Class GradientMultivariateOptimizer

  • Direct Known Subclasses:
    NonLinearConjugateGradientOptimizer

    public abstract class GradientMultivariateOptimizer
    extends MultivariateOptimizer
    Base class for implementing optimizers for multivariate scalar differentiable functions. It contains boiler-plate code for dealing with gradient evaluation.
    • Constructor Detail

      • GradientMultivariateOptimizer

        protected GradientMultivariateOptimizer​(ConvergenceChecker<PointValuePair> checker)
        Parameters:
        checker - Convergence checker.
    • Method Detail

      • computeObjectiveGradient

        protected double[] computeObjectiveGradient​(double[] params)
        Compute the gradient vector.
        Parameters:
        params - Point at which the gradient must be evaluated.
        Returns:
        the gradient at the specified point.
      • optimize

        public PointValuePair optimize​(OptimizationData... optData)
                                throws MathIllegalStateException
        Stores data and performs the optimization.

        The list of parameters is open-ended so that sub-classes can extend it with arguments specific to their concrete implementations.

        When the method is called multiple times, instance data is overwritten only when actually present in the list of arguments: when not specified, data set in a previous call is retained (and thus is optional in subsequent calls).

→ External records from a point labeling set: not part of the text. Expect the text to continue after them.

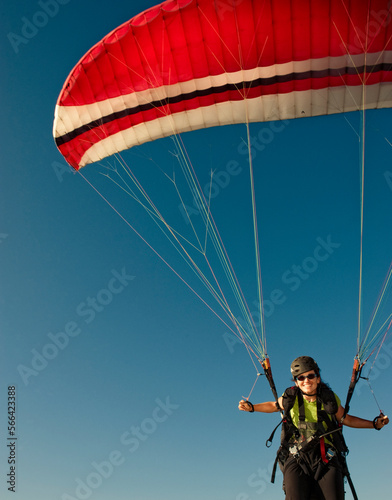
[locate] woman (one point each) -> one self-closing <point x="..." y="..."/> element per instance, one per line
<point x="312" y="452"/>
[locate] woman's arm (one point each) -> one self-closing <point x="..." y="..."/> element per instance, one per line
<point x="361" y="423"/>
<point x="267" y="407"/>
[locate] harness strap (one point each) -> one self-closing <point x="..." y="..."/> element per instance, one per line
<point x="322" y="450"/>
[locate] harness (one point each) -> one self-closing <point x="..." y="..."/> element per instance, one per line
<point x="324" y="436"/>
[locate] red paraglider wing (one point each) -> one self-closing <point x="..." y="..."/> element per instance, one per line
<point x="188" y="64"/>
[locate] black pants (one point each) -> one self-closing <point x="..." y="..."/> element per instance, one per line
<point x="301" y="485"/>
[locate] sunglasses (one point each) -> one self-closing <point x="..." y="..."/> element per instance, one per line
<point x="311" y="376"/>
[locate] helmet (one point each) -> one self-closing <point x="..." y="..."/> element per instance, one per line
<point x="303" y="364"/>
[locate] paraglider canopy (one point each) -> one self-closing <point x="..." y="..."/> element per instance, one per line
<point x="188" y="64"/>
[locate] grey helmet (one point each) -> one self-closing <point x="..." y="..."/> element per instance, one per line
<point x="304" y="364"/>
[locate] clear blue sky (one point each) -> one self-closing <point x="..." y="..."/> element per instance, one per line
<point x="139" y="399"/>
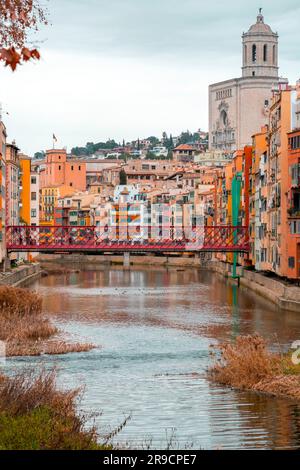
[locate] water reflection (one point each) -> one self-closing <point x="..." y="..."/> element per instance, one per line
<point x="154" y="327"/>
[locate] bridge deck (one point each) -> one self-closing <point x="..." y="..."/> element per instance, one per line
<point x="58" y="239"/>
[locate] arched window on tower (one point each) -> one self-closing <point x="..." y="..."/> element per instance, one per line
<point x="274" y="55"/>
<point x="254" y="53"/>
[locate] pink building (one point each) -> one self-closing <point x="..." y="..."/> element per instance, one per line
<point x="63" y="171"/>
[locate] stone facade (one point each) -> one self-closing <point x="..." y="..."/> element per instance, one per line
<point x="238" y="108"/>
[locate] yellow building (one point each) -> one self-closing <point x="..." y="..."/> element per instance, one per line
<point x="25" y="171"/>
<point x="48" y="201"/>
<point x="2" y="190"/>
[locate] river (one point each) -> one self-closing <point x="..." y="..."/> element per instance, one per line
<point x="153" y="328"/>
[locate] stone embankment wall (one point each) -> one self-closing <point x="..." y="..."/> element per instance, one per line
<point x="20" y="275"/>
<point x="282" y="294"/>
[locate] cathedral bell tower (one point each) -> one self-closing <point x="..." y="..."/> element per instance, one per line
<point x="260" y="50"/>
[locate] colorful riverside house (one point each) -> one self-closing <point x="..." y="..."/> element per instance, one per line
<point x="63" y="171"/>
<point x="258" y="192"/>
<point x="293" y="248"/>
<point x="2" y="190"/>
<point x="48" y="201"/>
<point x="280" y="124"/>
<point x="24" y="188"/>
<point x="29" y="192"/>
<point x="12" y="208"/>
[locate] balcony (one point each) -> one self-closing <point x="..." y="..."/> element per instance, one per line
<point x="294" y="212"/>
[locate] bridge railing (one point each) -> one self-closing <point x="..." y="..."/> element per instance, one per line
<point x="126" y="238"/>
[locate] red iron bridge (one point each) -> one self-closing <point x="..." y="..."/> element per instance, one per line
<point x="131" y="239"/>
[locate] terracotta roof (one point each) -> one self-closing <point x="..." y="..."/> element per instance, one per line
<point x="185" y="147"/>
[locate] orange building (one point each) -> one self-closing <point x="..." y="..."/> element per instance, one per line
<point x="293" y="248"/>
<point x="2" y="190"/>
<point x="63" y="171"/>
<point x="25" y="170"/>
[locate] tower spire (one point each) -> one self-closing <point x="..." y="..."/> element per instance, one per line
<point x="260" y="17"/>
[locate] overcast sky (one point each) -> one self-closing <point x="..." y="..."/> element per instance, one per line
<point x="134" y="68"/>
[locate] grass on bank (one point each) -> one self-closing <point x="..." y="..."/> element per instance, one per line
<point x="35" y="415"/>
<point x="25" y="329"/>
<point x="248" y="365"/>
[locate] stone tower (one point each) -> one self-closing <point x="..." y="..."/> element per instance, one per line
<point x="260" y="50"/>
<point x="238" y="107"/>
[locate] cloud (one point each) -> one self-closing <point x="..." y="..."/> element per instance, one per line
<point x="129" y="68"/>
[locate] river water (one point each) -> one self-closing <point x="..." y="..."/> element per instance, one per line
<point x="153" y="328"/>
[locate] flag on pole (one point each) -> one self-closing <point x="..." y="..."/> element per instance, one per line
<point x="54" y="140"/>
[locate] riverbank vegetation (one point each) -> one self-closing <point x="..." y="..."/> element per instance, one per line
<point x="24" y="328"/>
<point x="248" y="365"/>
<point x="35" y="415"/>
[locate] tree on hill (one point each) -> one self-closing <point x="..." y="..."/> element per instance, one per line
<point x="123" y="177"/>
<point x="92" y="148"/>
<point x="40" y="155"/>
<point x="153" y="140"/>
<point x="19" y="18"/>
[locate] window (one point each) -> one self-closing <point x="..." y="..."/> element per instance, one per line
<point x="265" y="53"/>
<point x="254" y="53"/>
<point x="291" y="262"/>
<point x="295" y="227"/>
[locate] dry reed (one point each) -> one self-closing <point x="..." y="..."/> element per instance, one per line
<point x="25" y="329"/>
<point x="34" y="414"/>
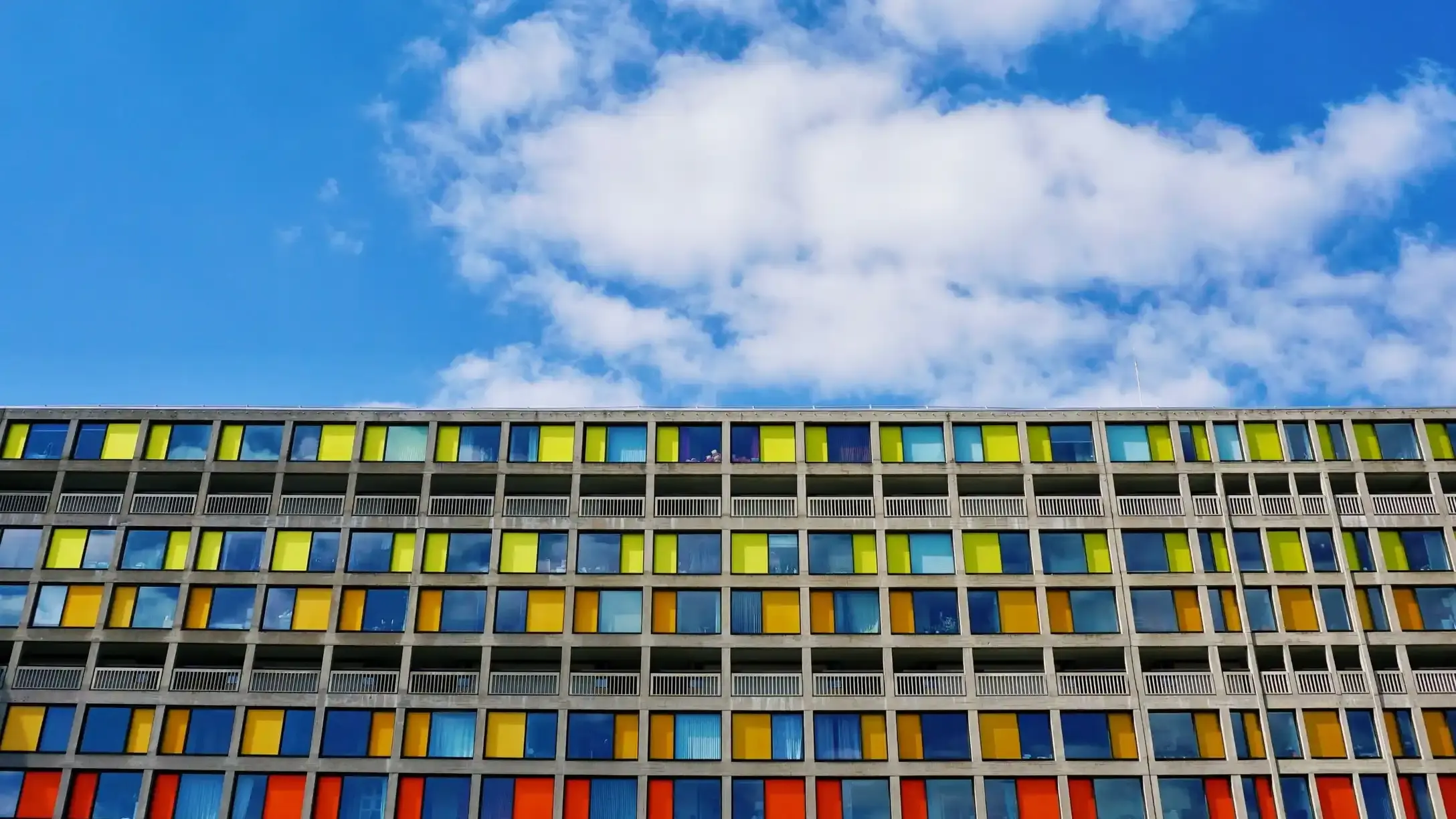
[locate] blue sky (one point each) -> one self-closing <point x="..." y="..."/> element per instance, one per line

        Important note: Subclasses must override BaseOptimizer.parseOptimizationData(OptimizationData[]) if they need to register their own options; but then, they must also call super.parseOptimizationData(optData) within that method.

        Overrides:
        optimize in class MultivariateOptimizer
        Parameters:
        optData - Optimization data. In addition to those documented in MultivariateOptimizer, this method will register the following data:
        Returns:
        a point/value pair that satisfies the convergence criteria.
        Throws:
        MathIllegalStateException - if the maximal number of evaluations (of the objective function) is exceeded.